3-Acrylamidopropyl Cationic Hydrogel Modified Graphite Electrode and Its Superior Sensitivity To Hydrogen Peroxide

Abstract

A highly sensitive hydrogen peroxide (H2O2) sensor is fabricated by the synthesized 3-Acrylamidopropyl-trimethylammoniumchloride (p(APTMACl)) hydrogel to covered of pen- graphite (PG) electrodes. (p(APTMACl))-PG electrode is characterized using scanning electron microscopy (SEM), Fourier Transform Infrared (FTIR) spectroscopy, and thermogravimetric analysis (TGA). The electrochemical properties of these sensors are investigated by cyclic voltammetry (CV), differential pulse voltammetry (DPV), and electrochemical impedance spectroscopy (EIS). The CV behavior of (p(APTMACl))-PG electrode is investigated in 0.1M PBS (pH 7, 5mm diameter of mold). The developed sensor displays significantly enhanced electrocatalytic activity through the H2O2 detection.

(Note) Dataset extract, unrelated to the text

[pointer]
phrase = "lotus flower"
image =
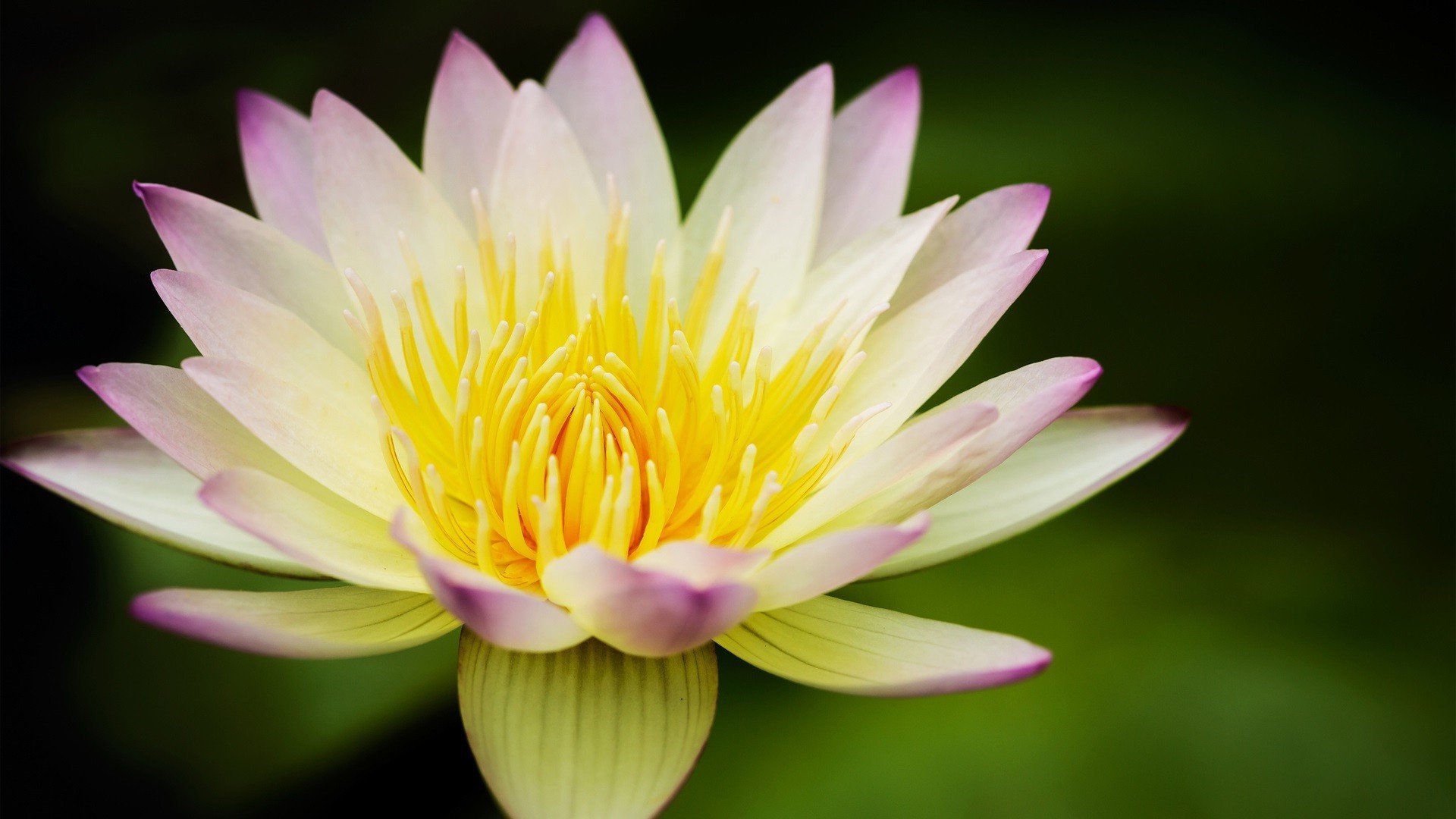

Linear response of the sensor to H2O2 were observed in the concentration range from 0 to 130 mu M (R-2 = 0.99) with a detection limit of 1.08x10(-6) M, quantification limit of 3.62x10(-6) M (S/N=3) and sensitivity of 2375 mu A/mMcm(2). In addition, interference studies reveal that (p(APTMACl))-PG electrode is not affected by ascorbic acid (AA), uric acid (UA), and dopamine which are common interfering species. The developed sensor is also successfully applied to detect H2O2 in real commercial samples. This study describes a novel strategy to sensing characteristics to hydrogen peroxide by p(APTMACl)-PG electrode.